Ovaltine

It was a Friday, after work, for people who’d been to work – though this was Lidl so perhaps not everyone had. This kind of thought makes me feel like an elitist snob, but I’m pretty sure a lot of people in Waitrose don’t go to work either.

I’d gone to pick up essentials like loo roll, but if I’m honest I’d chosen Lidl over the other supermarkets for the £1.99 chocolate truffles.

As I reached for some mixed spice (for tasty, warming, porridge) I heard a middle-aged man sighing loudly near me. I glanced at him out of the corner of my eye. He was dressed in a shabby brown coat and had the look of someone who might enjoy a drink or two (what did I say about being an elitist snob?). He was standing in the hot drinks aisle and was swearing under his breath.
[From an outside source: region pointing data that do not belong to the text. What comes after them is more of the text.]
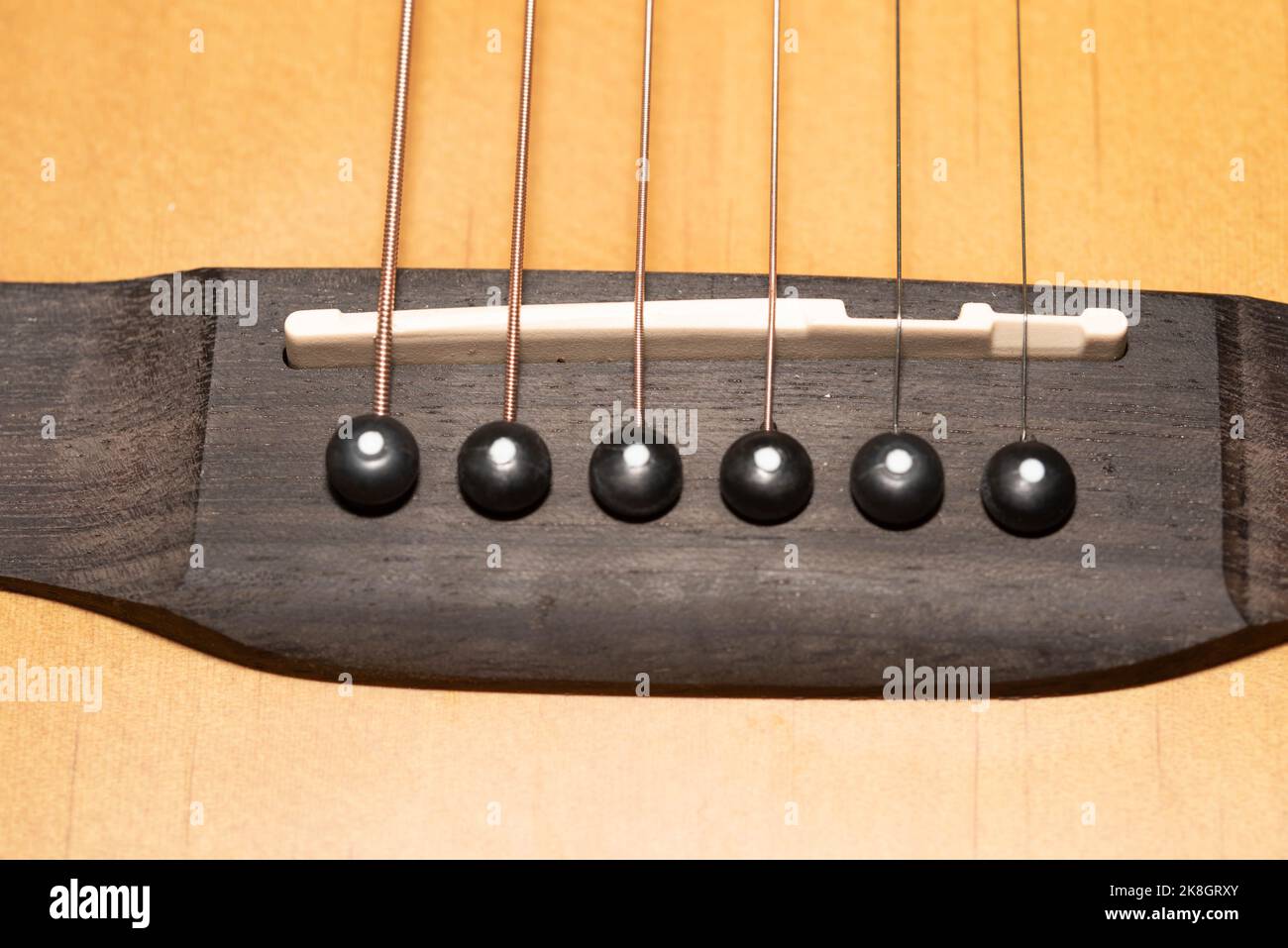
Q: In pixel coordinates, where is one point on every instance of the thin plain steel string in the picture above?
(393, 210)
(516, 230)
(1024, 247)
(898, 220)
(643, 174)
(773, 236)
I watched him wheel his trolley over to where a bored young worker was half-heartedly unpacking a cardboard box.

“Have you got any Ovaltine?” he said, loudly, rudely.

The young man stopped and pointed towards the hot drinks aisle.

“I know where it normally is, it’s not there!”

The young man muttered something about it being on the shelf, and to the old chap’s credit he wheeled back over to the teas and coffees to scour the rows of produce for Ovaltine again.

But it wasn’t there, and there wasn’t any more swearing under his breath. Oh no – we could all hear it. The man was incensed. He looked for the young chap but he was nowhere to be seen. His eyes settled on another young chap in a Lidl uniform, standing over in the bakery section. Like a missile, he homed in on him.

“OVALTINE! Do you have any Ovaltine? It’s not on the shelf!”

This young guy stopped what he was doing and thought for a second. His face lit up. He knew where it was. He told the man to follow him.

There was a hushed silence in the store as my fellow shoppers and I waited to see whether the great Ovaltine reunion would take place. A minute passed.

“I said OVALTINE!! Not AUBERGINE!”

I heard someone in the cheese section start laughing.

“Are you DEAF?! What is wrong with you? I asked for Ovaltine! Not a bloody aubergine! Go and look out the back for Ovaltine!”

The young chap scuttled off, and we all knew that he would not be looking for Ovaltine and that he would not be back.

Our hot drink fanatic paced about the store for a while, swearing. Bloody aubergine this, bloody Ovaltine that. Eventually he abandoned his shop and left, without his precious Ovaltine.